Both children and adults also benefit from drawing – and using a digital pen on a touchscreen still activates the regions of the brain associated with learning and memory, so you don’t have to be a total luddite.
I often set writing tasks for my clients, in which I ask them to write letters to their past or future selves, or to write questions about major life decisions with their dominant hand, and then answer those questions with their non-dominant hand. You’d be amazed at what comes up!
I’d love to hear from you in the comments section below. Are you a regular hand-writer? Do you still have a paper diary, birthday book or address book? Do you use hand-writing to help you learn and remember new things? Or are you a proud digital tech user who hasn’t picked up a pen in years? Can your kids write by hand or are they only capable of swiping and poking at screens – and have you noticed any connection between this and their reading and/or mathematical ability?
Are you confused by the scientific claims and counter-claims that you encounter through popular and social media? Would you like to learn how to read scientific research, assess its biases, and understand how it fits within the body of scientific literature? My EmpowerEd membership program is custom-made for you. Activate your free 1-month trial today!

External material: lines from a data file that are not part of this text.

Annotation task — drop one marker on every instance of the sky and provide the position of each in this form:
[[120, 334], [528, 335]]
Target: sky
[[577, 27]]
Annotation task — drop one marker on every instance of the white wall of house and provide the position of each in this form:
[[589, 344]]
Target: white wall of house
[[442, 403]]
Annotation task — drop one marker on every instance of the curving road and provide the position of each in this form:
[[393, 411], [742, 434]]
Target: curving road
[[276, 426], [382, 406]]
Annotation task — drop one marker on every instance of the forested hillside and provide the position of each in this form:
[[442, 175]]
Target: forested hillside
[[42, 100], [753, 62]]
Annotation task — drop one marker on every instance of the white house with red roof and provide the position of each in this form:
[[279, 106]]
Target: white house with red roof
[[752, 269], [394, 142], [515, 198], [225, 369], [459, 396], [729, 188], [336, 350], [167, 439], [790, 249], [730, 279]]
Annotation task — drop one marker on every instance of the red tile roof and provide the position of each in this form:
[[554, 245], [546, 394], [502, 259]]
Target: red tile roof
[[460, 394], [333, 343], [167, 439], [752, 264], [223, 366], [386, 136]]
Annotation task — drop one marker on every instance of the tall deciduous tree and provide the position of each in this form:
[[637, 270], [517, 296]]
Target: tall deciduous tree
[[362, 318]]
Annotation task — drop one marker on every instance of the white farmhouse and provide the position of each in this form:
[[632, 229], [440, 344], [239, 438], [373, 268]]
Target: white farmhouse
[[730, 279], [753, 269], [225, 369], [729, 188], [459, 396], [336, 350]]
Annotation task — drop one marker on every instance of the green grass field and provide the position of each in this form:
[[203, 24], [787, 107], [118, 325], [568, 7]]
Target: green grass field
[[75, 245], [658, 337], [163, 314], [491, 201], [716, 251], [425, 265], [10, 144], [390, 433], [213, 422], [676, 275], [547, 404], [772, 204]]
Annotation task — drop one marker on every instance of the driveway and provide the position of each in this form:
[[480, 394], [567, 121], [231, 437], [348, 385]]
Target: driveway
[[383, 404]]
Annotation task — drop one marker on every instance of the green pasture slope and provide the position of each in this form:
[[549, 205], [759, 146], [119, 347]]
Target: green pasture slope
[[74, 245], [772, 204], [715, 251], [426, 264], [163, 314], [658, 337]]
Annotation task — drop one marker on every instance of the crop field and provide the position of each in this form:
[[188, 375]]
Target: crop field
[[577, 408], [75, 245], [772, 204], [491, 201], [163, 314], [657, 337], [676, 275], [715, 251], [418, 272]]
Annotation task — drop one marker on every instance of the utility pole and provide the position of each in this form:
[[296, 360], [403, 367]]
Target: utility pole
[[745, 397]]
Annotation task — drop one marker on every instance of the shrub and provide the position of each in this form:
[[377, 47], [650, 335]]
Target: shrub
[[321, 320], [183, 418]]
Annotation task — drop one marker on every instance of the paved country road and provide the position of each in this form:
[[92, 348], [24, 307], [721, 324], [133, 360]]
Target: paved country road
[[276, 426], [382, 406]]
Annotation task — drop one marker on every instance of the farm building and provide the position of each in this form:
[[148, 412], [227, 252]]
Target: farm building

* Although my son had already learned to read by the time he started preschool, at age three, because his code-cracking brain had managed to figure out the relationship between the mysterious markings in the books I read to him daily, and the associated sounds. The first inkling I had that he could read, was when he announced, at around 2-and-a-half, “Lop power poles not trees.” Utterly bemused by his utterance, I looked around and realised that he was reading a sign attached to the fence. Perhaps unsurprisingly, he can also decipher my handwriting.